Never did I think that I would be interested... heck... excited... about a math book... but this is a great book, and good reading for anyone interested in education... It has given me a great deal to think about as a EFL teacher, a field where most "schooling" consists of teaching procedurally...
This excerpt from an editorial review of an entirely different book (The Teaching Gap) but summarizes Liping Ma's research nicely... "American teachers... tend to emphasize terms and procedures, thinking of math as a set of tedious skills... In contrast, [Chinese] teachers are more likely to emphasize ideas, expecting the concepts alone to stir students' natural curiosity."
It doesn't matter what field you are teaching, teaching a "procedural understanding" is like giving the students a fish; it will feed them for a day... a "conceptual understanding" will feed them for a lifetime...

That's right: a teacher (undoubtedly an American teacher), and even worse, one working on a master's degree in education. And yet, she (to pick a gender to use) is unable to see any worth in this great book. Furthermore, her review illustrates one of the problems with many teachers today in the US: the lack of critical thinking skills, not to mention an apparent ignorance about research methodologies.

That reviewer complained that the author "neglects to even mention any cultural differences between the two societies that she is comparing" and saw that failure as a fallacy that undermined everything said in the entire book. How cultural differences would alter any of the valuable lessons that we can learn from this book about a better way of teaching mathematics in elementary school and the importance of teachers having an in-depth knowledge of the subjects that they are teaching is completely lost on me. Maybe that's because they would not make any difference!

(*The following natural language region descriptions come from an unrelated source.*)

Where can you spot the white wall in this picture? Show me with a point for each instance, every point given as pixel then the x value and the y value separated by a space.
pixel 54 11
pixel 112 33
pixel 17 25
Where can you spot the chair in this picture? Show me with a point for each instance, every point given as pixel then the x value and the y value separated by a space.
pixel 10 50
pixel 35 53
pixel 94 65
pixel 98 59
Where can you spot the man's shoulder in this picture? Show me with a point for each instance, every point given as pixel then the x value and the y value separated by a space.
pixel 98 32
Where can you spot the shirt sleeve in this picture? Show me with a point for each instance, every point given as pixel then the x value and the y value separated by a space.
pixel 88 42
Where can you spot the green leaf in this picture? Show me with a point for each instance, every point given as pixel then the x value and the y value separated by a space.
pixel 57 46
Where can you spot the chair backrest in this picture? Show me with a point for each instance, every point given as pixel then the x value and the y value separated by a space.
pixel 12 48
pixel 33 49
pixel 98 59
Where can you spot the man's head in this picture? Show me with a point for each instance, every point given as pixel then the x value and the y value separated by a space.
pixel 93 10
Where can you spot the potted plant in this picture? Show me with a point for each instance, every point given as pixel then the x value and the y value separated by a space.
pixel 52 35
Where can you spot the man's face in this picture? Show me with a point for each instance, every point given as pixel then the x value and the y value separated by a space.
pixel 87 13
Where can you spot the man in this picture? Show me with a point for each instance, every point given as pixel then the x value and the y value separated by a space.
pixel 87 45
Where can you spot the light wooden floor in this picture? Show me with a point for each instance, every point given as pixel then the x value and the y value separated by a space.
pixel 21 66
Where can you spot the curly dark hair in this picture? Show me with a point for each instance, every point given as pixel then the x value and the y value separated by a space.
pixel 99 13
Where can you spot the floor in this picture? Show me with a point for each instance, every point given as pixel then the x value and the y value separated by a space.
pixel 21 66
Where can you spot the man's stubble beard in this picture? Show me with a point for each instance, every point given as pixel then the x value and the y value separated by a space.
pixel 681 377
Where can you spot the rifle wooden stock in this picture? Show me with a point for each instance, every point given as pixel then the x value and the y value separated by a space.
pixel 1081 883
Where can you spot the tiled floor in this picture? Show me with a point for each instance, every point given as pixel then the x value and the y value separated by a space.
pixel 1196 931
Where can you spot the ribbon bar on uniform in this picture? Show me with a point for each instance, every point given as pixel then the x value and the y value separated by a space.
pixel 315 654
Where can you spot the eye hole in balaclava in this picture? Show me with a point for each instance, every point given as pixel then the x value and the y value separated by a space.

Math is a universal language, and we should be able to learn something from other cultures who we already know are producing children who consistently outscore American children by a wide margin.

And guess what: one of the basic goals of cross-cultural studies is to find out if others are doing something better and, if so, whether their methods can be applied successfully to help us do something, like teaching mathematics, better. Of course there are some cultural differences between the US and China, but so what? The point is to examine other societies who are apparently doing a better job in some area and see what they are doing differently and what can we learn from them.

The fact that a teacher found this book "boring and not worth the paper that it is printed on" should tell those of you not working in the field of education how bad it already is in our schools and how much worse it is probably going to get in the future. I teach remedial mathematics at the college level. In case any of you reading my comments did not know it, many of our schools are, and for some time now have been, graduating kids from high school who cannot add and subtract integers because they do not understand the most basic facts about our number system and how it works. None of my students have even heard the term "base 10," which is what the "composing" and "decomposing" concepts used by the Chinese teachers relies so heavily upon, and is what determines the value of every number in the system that we use in everyday life (computers, of course, use base 2).

Is there any hope for improvement in the future? Frankly, I don't think so because we just keep throwing money at the problem (giving it to the same people who helped cause the problems), rather than doing those things that are necessary to bring about meaningful changes.